California has expanded its anti-discrimination lawsuit against Activision Blizzard, adding temporary workers to the female full-time employees of whom it is suing on behalf. The state's Department of Fair Employment & Housing also alleges the game maker has interfered with its investigation.
Why it matters: While Activision Blizzard has attempted to show over the past month that it is addressing issues raised in the suit, the DFEH is turning up the heat.
An Activision Blizzard representative has not yet replied to Axios' request for comment.
Between the lines: The amended complaint was filed Monday and redefines the "group" it says was wronged by the gaming giant.
- A copy reviewed by Axios specifically mentions that California's protections against anti-harassment, equal pay and other equal employment opportunity protections "exist for employees and contingent or temporary workers."
- Throughout the lawsuit, the word "employees" has been changed to "workers" in reference to harassment, sex discrimination regarding pay and other allegations.

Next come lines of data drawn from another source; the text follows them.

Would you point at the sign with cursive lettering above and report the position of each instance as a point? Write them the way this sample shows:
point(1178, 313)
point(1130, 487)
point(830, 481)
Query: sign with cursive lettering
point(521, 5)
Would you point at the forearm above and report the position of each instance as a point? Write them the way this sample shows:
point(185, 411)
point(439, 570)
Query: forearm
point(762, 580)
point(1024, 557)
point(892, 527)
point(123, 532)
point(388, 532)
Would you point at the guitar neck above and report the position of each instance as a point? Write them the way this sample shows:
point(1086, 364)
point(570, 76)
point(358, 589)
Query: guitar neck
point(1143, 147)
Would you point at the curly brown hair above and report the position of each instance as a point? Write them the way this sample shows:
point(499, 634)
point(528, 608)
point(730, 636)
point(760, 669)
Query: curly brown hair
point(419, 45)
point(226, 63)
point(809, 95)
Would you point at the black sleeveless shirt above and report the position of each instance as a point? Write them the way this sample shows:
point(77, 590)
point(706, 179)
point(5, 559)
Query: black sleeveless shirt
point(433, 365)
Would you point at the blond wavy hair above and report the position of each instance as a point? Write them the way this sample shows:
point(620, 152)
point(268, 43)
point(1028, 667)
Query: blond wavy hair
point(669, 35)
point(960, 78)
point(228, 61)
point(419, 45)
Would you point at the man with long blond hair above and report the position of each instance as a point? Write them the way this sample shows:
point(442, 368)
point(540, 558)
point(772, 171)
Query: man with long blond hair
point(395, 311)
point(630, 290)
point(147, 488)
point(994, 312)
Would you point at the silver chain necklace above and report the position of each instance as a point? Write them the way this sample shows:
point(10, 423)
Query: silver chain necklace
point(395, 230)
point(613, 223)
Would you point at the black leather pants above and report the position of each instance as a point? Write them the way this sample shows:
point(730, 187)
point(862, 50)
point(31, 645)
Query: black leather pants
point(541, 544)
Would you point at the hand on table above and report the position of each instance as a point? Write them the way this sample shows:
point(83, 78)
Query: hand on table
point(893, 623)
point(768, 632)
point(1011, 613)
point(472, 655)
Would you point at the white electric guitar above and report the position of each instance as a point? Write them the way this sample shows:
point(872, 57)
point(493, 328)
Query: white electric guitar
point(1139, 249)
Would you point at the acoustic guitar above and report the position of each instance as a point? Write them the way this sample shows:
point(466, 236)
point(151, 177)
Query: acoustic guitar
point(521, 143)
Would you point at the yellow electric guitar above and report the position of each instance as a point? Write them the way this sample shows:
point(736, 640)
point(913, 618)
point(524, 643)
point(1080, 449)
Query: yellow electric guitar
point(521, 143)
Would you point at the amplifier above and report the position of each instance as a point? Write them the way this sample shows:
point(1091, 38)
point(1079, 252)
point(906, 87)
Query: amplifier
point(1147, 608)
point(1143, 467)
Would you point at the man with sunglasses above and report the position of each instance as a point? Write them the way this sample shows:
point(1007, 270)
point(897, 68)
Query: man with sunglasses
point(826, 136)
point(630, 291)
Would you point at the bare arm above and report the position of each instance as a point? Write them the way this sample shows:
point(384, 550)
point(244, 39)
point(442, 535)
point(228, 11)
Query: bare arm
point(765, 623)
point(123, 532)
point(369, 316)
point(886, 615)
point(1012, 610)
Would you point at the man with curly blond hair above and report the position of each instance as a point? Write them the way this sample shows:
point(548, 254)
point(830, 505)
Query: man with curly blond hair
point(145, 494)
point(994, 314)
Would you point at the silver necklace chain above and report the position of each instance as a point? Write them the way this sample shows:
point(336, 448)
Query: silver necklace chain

The DFEH also says Activision Blizzard has stymied its efforts through NDAs, requiring employees to speak with the company ahead of contacting the DFEH, and its involvement with WilmerHale, a law firm the game maker said will investigate misconduct issues.
- The suit claims that this "directly interferes" with DFEH's ability to "investigate, prosecute, and remedy workplace discrimination and harassment violations on behalf of employees and contingent or temporary workers."
- It alleges, in part, that "documents related to investigations and complaints were shredded by human resource personnel" in violation of what it asserts is the game company's legal obligation to retain them pending the investigation.
The big picture: The change comes after stories revealed toxic conditions faced by Activision Blizzard contract workers.
- Stories shared with Axios from the ABK Worker's Alliance specifically from the quality assurance and customer service departments paint a picture of brutal overtime paired with little pay.
- "As a contract employee, I feel there's a lot of pressure to excel, impress, and move through the ranks as fast as you can before your contract ends and you're forced to go 3 months without income or find another job," one worker said. "I take pride in what I do, but it feels like it's never enough. "
- "We suffer from stress," another worker said. "We suffer physical ailments. We are overworked and underpaid across the board."